Xu’s previous work is also connected to trust as he can’t be sure that his parents know about his project. In ‘Complex Formation’, Xu juxtaposes cell-phone images taken by his mother during trips to the US and Europe, along with 3D animations he has made. ‘The video is accompanied by my monologue and my conversation with my mother on our varying ideas about art, cultural influence, the American Dream, the ideal life, safety in both the US and China, and the potentiality of the future. My mother has not seen the final piece. Whatever I do, she supports.’


‘Trust exists in their love of me’, Xu explains of his parents. ‘They believe I’m doing a project in our home, but they are okay that I don’t show them exactly what the work looks like. They believe all my images are landscapes. That’s their trust in me.’ His parents have seen small images online through Chinese news media: ‘The images they saw were a blur because of the nature of the screen and the compression of the images. So they just believe what they already believed. ‘


In ‘Temporarily Censored Home’, Xu covertly situated photographs in his teenage home in Beijing to queer the normativity of his parents‘ heterosexual space. ‘Through positioning, layering, and recontextualising images, I aim to juxtapose, contradict and collapse space and time, disrupting my teenage home. It bridges the relationship between personal and political in the context of the oppressive systems of both China and the US.’
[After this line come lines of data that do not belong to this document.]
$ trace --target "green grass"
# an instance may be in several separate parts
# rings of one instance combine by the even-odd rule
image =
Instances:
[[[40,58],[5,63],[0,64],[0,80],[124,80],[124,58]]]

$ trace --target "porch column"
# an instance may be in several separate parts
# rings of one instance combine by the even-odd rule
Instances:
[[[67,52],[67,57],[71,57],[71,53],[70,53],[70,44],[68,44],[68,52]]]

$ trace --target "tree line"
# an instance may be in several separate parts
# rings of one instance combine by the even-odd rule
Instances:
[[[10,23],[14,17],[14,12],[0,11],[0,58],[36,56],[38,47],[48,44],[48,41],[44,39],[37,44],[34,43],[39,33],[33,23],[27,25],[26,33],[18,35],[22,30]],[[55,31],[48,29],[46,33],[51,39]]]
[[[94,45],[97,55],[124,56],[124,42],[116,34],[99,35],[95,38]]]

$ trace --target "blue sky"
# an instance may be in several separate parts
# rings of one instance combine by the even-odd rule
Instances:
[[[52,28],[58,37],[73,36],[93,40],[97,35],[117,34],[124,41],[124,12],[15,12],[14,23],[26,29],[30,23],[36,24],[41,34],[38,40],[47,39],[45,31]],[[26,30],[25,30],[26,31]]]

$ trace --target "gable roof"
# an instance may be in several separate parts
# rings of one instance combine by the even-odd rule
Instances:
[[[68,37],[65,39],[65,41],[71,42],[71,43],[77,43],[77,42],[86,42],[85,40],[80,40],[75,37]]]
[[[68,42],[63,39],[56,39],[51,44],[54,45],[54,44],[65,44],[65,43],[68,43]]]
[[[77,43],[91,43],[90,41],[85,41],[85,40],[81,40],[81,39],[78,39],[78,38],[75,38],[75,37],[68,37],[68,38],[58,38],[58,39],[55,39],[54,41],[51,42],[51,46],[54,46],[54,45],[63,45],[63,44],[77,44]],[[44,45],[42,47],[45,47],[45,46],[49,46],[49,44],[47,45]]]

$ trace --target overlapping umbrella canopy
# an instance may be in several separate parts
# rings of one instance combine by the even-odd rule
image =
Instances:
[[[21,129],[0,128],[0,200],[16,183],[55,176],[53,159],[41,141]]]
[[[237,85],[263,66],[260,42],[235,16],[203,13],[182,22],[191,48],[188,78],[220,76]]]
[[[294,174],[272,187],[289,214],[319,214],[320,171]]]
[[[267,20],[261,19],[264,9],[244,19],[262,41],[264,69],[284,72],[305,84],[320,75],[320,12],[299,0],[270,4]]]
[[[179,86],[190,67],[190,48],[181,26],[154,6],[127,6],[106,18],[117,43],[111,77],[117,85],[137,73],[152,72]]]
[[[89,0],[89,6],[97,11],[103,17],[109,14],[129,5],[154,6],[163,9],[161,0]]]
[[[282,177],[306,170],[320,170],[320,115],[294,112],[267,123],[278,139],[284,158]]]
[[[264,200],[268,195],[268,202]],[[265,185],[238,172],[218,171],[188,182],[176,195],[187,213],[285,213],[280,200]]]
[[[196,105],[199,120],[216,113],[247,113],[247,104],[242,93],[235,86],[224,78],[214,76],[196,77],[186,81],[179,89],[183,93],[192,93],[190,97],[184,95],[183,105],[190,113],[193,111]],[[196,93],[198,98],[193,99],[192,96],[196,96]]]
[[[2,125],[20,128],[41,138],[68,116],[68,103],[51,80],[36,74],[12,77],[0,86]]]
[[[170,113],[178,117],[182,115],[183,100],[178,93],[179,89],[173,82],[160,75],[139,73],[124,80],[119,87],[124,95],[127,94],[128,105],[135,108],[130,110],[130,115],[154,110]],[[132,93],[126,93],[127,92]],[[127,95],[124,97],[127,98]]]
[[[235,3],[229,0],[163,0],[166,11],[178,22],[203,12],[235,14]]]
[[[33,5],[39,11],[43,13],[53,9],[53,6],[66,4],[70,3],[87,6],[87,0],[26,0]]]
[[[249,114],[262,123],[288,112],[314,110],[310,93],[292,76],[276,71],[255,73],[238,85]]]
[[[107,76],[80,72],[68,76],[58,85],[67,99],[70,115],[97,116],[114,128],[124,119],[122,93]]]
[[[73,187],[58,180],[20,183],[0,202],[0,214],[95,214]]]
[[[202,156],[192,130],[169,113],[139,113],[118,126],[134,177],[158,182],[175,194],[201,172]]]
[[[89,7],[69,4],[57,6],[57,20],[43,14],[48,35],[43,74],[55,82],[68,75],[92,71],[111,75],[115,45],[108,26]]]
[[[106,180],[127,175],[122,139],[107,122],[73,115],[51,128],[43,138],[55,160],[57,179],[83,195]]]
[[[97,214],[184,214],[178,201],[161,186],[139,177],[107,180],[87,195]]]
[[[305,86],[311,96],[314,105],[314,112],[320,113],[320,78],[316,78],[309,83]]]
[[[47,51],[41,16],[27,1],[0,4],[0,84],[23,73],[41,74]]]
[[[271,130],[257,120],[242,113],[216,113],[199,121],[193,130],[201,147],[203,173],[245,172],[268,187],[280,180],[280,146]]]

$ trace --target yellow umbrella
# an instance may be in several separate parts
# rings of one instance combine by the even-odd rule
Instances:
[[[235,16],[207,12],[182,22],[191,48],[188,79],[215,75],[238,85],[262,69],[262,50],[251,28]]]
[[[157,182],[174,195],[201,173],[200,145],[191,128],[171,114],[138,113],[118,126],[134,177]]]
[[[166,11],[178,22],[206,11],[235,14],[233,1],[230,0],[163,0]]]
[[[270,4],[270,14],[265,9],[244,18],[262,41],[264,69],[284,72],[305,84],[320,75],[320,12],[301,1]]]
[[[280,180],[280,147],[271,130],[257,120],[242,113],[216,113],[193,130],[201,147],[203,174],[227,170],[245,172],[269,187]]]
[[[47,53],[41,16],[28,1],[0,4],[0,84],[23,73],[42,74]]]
This also leads to how an image can represent someone for Xu: ‘Especially if you just label this person an immigrant or with different labels. For me, it’s really important to show both their space, their temporary state of being, but also include images that they offered me. I think about how to represent their personal history, and what they are doing right now. I take photographs in their space, thinking about how we trust the image, and trust the authority of an image representing someone. It’s really important to actively remind the viewer that these images are constructed. The identity is constructed, and the identity is also constantly in flux.’



Guanyu Xu was born in Beijing and is currently based in Chicago. He lectures at the University of Illinois, and is the winner of the Hyéres International Festival (2020). His works have been exhibited and screened internationally, including at the Aperture Foundation, New York; ICP Museum, New York; Museum of Contemporary Art, Chicago; New Orleans Museum of Art, and Fotomuseum Winterthur, Switzerland. He is represented by Yancey Richardson (USA) and Gaotai Gallery (China).